Mabon (Fall) and the Harvest Moon
Thursday gratefuls: Oops, forgot to write yesterday. Great workout. Faint dawn. Pinkish gray Sky. Spinning back into Great Sol’s line of sight. Vince and the decks. Figuring out the workout. Moving closer to the October surprise. Kamala and Tim. Gabe. The Shaggy Sheep. Guanella Pass. Vikings 3-0. Their game against the Packers. Muir Woods. Sequoias.
Sparks of Joy and Awe: finishing up the 529 transfer
Kavannah: Yirah
One brief shining: Richard Power’s new book Playground has an amazing jacket; as I read, just outside the edge of the page, it glimmers like the Ocean, an immersive feeling as if the book itself, about the Ocean, rests within its broad expanse, floating its narrative on gentle waves while underneath those waves giant Manta Rays, schools of colorful Fish, and creatures so bizarre as to be unimaginable if not observed float in its depths.
Got up late yesterday. Talked to Tom, turned in an extra good workout, read Power’s new book for a while, watched some TV, and Ancientrails slipped away from my notice. Rare. But it does happen.
On Tuesday I made another visit to Safeway, picked up my grocery order. While I waited, I thought about the map of grocery store chains in the morning’s Washington Post. The business logic of an Albertson’s/Kroger merger, at least in the West, is there to see. It would allow Albertson’s to dominate the urban West while Walmart takes care of the rest.
It would affect us in Conifer. With King Soopers, a Kroger grocery, and Safeway, of the Albertson family-our two grocery stores-we’ve been notified our Safeway would close. I used to shop at King Soopers and could return there. With my budget the need for careful comparison between the two is unnecessary. If, however, I had a family and watched the pennies, I’d feel cheated. Especially in this time of inflated grocery costs. I hope the FTC turns down the merger.
Tom told an interesting story about the SR-71, a retired spy plane hanging in the Air and Space museum outside Omaha. The docent who gave his group a tour said the titanium needed to build it, a lot, came from Russia during the cold war. How did our cold war enemy agree to something not in their self-interest? They didn’t. The CIA set up several shell companies around the world ostensibly making titanium cookware. Guess the Ruskies never checked how many pots and pans got made. BTW: The SR-71 had a top speed of Mach 3.5 or roughly 2,600 miles per hour.
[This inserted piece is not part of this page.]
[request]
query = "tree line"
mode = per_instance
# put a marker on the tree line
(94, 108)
I mention this because it seems the Israelis pulled off a similar feat with the pagers that exploded in Lebanon. They set up a company in Hungary that made and sold pagers and other small electronic communications devices. That’s a real long game. Explode the pagers to diminish Hezbollah’s ability to respond. Then assassinate leadership through targeted air strikes followed by more air raids aimed at munitions and missiles. An involved plan.
Just a moment: An election. Here. Soon.